There are times in that video when machine isn't running. Average on that gives a more reliable neutral position. Albeit, at the cost of increasing the error.

[M Drive]

Like I said, the video 00009.mts is flawed and isn't really worth analyzing, unfortunately. I start the machine at 12 seconds in, only something goes wrong at 24 seconds in and I have to stop it. At 37 second in I start it again (never really waiting for the dot to stay still), and run it until 1:26, only to manually stop it again a few seconds later.
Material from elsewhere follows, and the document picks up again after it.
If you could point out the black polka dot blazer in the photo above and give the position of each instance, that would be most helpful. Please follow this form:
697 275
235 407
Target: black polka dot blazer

There's also the question of the center of gravity and how it affects the dot. If you look at 00011.mts you'll see how the machines CoG moves forward as I start doing cycles. However, because it is strung up by 4 strings, the strings will want to stay horizontal, eventually (as that's the lowest energy state). So when I activate the machine the gyros move forward, causing the "wagon" part to move back, causing the strings to... (pardon my bad english) go from vertical to a slight angle. This is corrected as the strings will "want to" remain vertical, sooooo... I don't know if that would affect the dots placement, meaning it would stay more to the right side of the line than the left, even if no propulsion occurred.

When a cycle is completed, the center of gravity shouldn't have shifted. But that doesn't mean the dot will stay stationary after a cycle, nor does the dot measure the center of gravity, as it's attached to the wagon part. It'll always need some time to come to a complete stop.

Physics is hard.

K^2: What do you think about doing cycles during it's back-swing versus it's forward swing? Doing them during the forward swing increases the swing momentum. What if doing them during the backwards swing doesn't increase swing momentum? What would you think?

Edited April 8, 2014 by M Drive

[J.Random]

Gyroscopic inertial drives don't work. Russians have tested it. We were stupid enough to launch an actual satellite with this thing on board.

[M Drive]

I'm back from performing new experiments. I'm hungry as hell, so I'll make it short. I was able to accelerate the machine in one direction only, the direction of travel (forward), which is the direction it is designed to go. This means it was easy to get it into a swinging motion, as long as you kept doing cycles as it swung forward.

This is the interesting part though. If I did cycles as it swung backwards the swinging would stop, decelerate. I don't think even a kid on a swing could do that.

I did several attempts at passing the pendulum experiment, but it was hard to notice with your naked eye if the dot stayed more on one side than the other.

I recorded everything, and here it is:

https://mega.co.nz/#!MQIhwbCJ!l_4nMFWCw-HHnLOF7SCqI9MWuFIIDqE3qRyPMWWIve8

https://mega.co.nz/#!cAYgXb5J!T_Q4cberuHMGOoN2-O2k8P0jf1bPZ-QaAM9uKXlLG9g

https://mega.co.nz/#!lcIDVShZ!_hNiVzMxwZHmOdXx6uTYSyL5kLd-aFqhrWbD4m7PEEI

https://mega.co.nz/#!JUJE1Y5Q!sw2z0oPuSluyh9h1vsDu0tmACkfy5ZQmKY1gt6IfPPs

https://mega.co.nz/#!QN5wRZxI!VKgp6kcluSbFD7tekyBuWFNFplyOEHanhqvLrI_h2W4

https://mega.co.nz/#!cQQTwZob!x6V4LIisdZqTIsX3_XteGfmEpawlLyf_ZE7QHiPXLQ0

https://mega.co.nz/#!4JZEgJLZ!iABc7watO2BWIYc2SDPM7dgVLgQnPPsbR2tZZOrSrQ8

https://mega.co.nz/#!lZpGnSgD!AJeYBnxdkmo7-aqIJL5rmiZGKP_7CFvZru0l2RaNNdI

https://mega.co.nz/#!gV5FBCJT!S0xAC9A_3Ww2pFGQ8gG0pxP80OO5hIpltclIuZL8XBA

https://mega.co.nz/#!8MgmARyT!zvhwcWf-rJrghQcIwPhWBim2brpSBzbE5lfqqmJHV1Q

(The missing videos are errors in recording, they were only a few seconds long.)

[N_las]

A kid can stop the movement of the swing by shifting its center of mass, the same way it can increase the swing movement. But maybe thats not what you mean. I take a look at the videos. Can you do a quick overview which video contains what?